Die Kirche St. Michael ist das letzte Zeugnis des im Zuge der Reformation aufgelösten Zisterzienserklosters. Die nördlich der Kirche gelegenen Klausurgebäude sind wahrscheinlich bereits im 30-jährigen Krieg zerstört worden. Der älteste Teil von St. Michael ist das Kirchenschiff, deren unterer Bereich mit den Feldsteinen noch vom Ursprungsbau aus dem 13. Jahrhundert stammen dürfte. Seitlich wurden im 19. Jahrhundert Gebäudeteile angebaut und der Turm errichtet. Das Innere der Kirche ziert eine Holzbalkendecke, zwei Logen und eine achteckige Kanzel sowie der Altar mit Kruzifix aus dem 15. Jahrhundert.
St. Michael Kirche Krummin – Zisterzienserkloster an der Ostsee
Die St. Michael Kirche Krummin auf der Insel Usedom gehört zu den bemerkenswertesten mittelalterlichen Sakralbauten an der deutschen Ostseeküste. Sie ist das letzte erhaltene Zeugnis eines Zisterzienserklosters, das im Zuge der Reformation aufgelöst wurde. Die nördlich der Kirche gelegenen Klausurgebäude fielen wahrscheinlich dem Dreißigjährigen Krieg zum Opfer.

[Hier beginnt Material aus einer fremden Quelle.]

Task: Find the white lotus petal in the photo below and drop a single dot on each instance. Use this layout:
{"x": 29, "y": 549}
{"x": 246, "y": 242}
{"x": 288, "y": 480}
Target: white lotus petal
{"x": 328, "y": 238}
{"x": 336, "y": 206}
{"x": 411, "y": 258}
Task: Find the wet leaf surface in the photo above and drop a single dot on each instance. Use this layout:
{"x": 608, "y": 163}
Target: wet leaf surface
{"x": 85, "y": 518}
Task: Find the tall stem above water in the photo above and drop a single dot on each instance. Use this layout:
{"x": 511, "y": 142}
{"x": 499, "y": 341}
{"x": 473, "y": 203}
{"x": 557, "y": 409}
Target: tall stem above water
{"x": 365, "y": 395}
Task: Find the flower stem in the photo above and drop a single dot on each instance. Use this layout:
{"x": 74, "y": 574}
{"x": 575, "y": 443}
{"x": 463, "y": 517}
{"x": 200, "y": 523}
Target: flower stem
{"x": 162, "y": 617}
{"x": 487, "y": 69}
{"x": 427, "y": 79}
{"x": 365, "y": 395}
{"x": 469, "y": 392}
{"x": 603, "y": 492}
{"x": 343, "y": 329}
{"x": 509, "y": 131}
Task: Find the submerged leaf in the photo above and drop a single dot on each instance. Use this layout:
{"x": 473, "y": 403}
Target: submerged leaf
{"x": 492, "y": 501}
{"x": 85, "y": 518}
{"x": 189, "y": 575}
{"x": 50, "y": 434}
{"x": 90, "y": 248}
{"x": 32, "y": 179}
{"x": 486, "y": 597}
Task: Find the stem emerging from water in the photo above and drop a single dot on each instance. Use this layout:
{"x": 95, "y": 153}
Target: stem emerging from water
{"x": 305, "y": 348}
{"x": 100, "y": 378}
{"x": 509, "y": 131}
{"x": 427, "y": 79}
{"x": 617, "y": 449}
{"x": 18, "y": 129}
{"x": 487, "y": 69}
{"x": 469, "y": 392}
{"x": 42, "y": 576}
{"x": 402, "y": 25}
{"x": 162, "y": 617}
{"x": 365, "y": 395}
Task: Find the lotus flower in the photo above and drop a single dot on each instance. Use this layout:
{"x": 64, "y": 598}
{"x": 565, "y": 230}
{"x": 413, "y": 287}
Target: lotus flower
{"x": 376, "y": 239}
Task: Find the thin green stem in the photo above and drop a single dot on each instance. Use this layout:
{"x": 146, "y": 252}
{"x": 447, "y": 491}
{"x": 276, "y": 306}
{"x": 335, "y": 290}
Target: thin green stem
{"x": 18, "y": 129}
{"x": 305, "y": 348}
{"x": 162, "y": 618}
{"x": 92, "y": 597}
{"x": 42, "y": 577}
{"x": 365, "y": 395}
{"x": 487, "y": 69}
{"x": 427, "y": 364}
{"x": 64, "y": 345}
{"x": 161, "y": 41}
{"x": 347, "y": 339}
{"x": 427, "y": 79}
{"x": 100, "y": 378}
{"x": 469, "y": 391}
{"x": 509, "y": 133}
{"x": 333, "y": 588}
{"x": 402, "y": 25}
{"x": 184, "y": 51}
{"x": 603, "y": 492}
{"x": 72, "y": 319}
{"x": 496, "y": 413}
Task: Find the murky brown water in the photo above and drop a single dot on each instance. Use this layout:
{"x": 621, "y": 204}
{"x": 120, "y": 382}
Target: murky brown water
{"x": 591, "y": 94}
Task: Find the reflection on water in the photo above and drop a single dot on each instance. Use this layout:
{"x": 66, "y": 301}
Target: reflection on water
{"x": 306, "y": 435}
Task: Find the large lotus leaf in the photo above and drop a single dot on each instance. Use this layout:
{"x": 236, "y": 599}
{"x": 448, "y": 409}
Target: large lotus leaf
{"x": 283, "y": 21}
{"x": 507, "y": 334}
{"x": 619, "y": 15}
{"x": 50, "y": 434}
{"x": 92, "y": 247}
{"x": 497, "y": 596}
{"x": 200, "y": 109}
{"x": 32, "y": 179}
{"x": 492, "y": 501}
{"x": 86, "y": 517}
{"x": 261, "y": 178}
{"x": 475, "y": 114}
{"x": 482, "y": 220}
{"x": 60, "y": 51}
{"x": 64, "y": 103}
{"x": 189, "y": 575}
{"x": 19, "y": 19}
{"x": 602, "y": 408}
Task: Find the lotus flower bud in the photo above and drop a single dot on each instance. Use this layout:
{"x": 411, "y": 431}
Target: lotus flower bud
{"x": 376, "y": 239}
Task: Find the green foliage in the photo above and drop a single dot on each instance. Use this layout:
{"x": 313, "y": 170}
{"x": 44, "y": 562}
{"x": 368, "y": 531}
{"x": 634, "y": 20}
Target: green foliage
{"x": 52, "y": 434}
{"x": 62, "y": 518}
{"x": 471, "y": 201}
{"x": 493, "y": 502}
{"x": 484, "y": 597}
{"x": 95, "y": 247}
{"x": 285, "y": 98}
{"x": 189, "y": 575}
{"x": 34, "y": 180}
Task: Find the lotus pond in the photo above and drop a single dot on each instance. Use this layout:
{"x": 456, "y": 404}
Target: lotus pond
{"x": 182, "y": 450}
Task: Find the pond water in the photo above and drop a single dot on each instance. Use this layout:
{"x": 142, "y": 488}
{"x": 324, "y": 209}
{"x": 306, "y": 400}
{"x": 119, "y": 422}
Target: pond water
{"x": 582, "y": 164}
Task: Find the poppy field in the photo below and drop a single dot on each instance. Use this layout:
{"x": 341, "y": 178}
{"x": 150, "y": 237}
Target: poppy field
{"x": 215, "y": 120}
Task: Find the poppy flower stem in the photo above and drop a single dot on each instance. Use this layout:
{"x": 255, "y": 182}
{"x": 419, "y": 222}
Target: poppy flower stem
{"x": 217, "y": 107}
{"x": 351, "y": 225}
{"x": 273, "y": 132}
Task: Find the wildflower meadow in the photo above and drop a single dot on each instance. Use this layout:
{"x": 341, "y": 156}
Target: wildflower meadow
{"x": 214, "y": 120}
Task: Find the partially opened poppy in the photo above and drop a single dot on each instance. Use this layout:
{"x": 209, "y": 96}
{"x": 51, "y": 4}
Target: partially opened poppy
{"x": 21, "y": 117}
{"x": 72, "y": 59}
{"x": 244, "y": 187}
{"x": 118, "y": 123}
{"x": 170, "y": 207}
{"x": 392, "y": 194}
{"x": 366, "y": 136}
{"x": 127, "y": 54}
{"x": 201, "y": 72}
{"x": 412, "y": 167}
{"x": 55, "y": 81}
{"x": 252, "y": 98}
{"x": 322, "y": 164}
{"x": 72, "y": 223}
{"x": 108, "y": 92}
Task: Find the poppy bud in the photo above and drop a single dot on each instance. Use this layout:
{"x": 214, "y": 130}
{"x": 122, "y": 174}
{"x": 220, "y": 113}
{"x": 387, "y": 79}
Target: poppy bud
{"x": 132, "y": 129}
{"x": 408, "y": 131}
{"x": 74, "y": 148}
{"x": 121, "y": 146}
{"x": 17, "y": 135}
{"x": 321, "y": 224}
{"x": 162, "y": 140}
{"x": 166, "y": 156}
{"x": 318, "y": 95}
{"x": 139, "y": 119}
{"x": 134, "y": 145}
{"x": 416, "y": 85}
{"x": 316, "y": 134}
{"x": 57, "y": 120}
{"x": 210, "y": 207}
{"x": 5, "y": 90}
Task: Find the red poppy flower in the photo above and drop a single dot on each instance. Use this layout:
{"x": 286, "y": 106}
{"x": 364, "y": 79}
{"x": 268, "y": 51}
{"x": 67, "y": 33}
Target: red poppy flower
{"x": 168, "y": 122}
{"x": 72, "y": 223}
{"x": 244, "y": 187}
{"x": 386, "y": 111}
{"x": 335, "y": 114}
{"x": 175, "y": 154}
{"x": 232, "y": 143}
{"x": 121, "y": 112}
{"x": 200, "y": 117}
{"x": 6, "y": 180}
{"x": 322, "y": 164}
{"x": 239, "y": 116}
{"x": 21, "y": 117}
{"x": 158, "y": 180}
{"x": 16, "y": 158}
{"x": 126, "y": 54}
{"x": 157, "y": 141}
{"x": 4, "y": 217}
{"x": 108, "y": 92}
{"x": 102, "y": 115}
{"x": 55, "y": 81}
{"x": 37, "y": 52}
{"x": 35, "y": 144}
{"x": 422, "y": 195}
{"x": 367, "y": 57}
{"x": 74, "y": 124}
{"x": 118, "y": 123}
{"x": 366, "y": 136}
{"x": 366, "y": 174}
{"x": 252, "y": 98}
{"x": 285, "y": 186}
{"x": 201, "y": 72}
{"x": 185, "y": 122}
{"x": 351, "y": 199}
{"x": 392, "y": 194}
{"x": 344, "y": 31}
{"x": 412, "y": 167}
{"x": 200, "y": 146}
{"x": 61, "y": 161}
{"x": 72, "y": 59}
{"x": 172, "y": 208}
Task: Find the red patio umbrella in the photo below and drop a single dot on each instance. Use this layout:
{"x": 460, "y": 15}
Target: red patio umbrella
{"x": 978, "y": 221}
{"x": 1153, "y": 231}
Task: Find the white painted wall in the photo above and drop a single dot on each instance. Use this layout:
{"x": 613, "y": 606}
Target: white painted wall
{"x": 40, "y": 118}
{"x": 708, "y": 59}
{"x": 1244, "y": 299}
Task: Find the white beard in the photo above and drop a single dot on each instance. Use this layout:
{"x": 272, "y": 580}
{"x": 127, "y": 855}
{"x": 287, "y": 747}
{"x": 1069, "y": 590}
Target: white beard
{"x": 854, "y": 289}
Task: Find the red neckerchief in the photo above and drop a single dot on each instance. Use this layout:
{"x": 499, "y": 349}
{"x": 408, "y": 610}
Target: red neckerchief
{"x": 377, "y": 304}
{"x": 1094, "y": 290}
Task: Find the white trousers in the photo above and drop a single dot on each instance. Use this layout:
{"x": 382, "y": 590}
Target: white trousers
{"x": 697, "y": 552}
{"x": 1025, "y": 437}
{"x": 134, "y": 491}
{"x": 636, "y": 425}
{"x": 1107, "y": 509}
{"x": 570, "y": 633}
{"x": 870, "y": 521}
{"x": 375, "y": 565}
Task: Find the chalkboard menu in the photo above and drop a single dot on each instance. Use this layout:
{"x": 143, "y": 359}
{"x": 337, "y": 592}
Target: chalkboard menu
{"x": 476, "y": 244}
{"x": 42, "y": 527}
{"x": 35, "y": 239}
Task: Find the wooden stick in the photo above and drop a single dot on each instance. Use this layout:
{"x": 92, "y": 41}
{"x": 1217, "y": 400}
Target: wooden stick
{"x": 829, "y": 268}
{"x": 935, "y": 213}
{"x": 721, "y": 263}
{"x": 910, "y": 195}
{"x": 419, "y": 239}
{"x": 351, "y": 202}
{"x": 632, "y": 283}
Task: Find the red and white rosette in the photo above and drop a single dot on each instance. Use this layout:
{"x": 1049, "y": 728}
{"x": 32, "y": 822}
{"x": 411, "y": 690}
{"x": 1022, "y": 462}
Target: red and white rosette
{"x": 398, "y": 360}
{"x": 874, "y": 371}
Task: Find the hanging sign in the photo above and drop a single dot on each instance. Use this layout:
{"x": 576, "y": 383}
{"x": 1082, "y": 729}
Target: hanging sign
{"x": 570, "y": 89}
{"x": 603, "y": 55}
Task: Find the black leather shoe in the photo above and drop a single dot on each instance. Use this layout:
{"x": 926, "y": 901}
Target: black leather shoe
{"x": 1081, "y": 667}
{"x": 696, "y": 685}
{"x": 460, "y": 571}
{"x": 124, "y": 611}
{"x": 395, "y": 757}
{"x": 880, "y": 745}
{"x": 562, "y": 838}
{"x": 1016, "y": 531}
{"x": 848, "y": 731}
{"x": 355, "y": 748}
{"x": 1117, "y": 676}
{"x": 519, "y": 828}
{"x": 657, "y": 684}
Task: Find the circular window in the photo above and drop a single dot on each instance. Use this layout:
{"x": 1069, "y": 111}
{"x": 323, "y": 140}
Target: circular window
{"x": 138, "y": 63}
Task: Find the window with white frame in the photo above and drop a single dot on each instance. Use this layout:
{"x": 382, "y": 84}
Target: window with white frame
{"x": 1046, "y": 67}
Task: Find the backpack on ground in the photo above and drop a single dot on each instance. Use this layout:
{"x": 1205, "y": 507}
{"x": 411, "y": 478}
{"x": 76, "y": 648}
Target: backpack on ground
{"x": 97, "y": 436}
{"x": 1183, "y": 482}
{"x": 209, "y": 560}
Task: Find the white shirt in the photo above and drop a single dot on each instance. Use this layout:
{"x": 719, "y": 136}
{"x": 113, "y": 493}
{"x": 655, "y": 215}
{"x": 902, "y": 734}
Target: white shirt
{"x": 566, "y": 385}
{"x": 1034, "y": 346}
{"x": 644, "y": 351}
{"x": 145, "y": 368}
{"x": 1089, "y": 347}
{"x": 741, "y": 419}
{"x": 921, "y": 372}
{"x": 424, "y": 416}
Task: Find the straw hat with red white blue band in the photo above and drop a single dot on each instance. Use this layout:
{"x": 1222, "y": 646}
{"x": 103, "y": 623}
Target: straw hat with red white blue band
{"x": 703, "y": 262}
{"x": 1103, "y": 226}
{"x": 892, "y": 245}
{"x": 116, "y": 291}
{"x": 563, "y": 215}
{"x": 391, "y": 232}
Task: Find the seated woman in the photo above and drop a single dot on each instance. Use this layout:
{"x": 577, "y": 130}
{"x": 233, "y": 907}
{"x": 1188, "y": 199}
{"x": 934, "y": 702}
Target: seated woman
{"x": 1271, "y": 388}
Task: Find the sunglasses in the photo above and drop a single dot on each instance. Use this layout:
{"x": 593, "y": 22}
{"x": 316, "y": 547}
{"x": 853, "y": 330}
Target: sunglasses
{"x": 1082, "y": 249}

Feldsteine aus dem 13. Jahrhundert und barocke Ausstattung
Der älteste Teil des Gebäudes ist das Kirchenschiff, dessen unterer Bereich noch Feldsteine des Ursprungsbaus aus dem 13. Jahrhundert trägt. Im 19. Jahrhundert wurden seitliche Anbauten ergänzt und der Turm errichtet. Im Inneren beeindruckt die Kirche mit einer Holzbalkendecke, zwei Logen, einer achteckigen Kanzel sowie einem Altar mit Kruzifix aus dem 15. Jahrhundert – ein behutsam gewachsenes Ensemble aus verschiedenen Epochen.
St. Michael Kirche als Ausflugsziel auf Usedom in Mecklenburg-Vorpommern
Krummin liegt im ruhigen Südwesten Usedoms, abseits der großen Seebäder wie Zinnowitz oder Heringsdorf. Wer die Insel jenseits des Strandlebens erkunden möchte, findet in der St. Michael Kirche einen authentischen Einblick in die religiöse und historische Geschichte Mecklenburg-Vorpommerns – vergleichbar mit den bedeutenden Kirchenbauten in Greifswald oder Stralsund.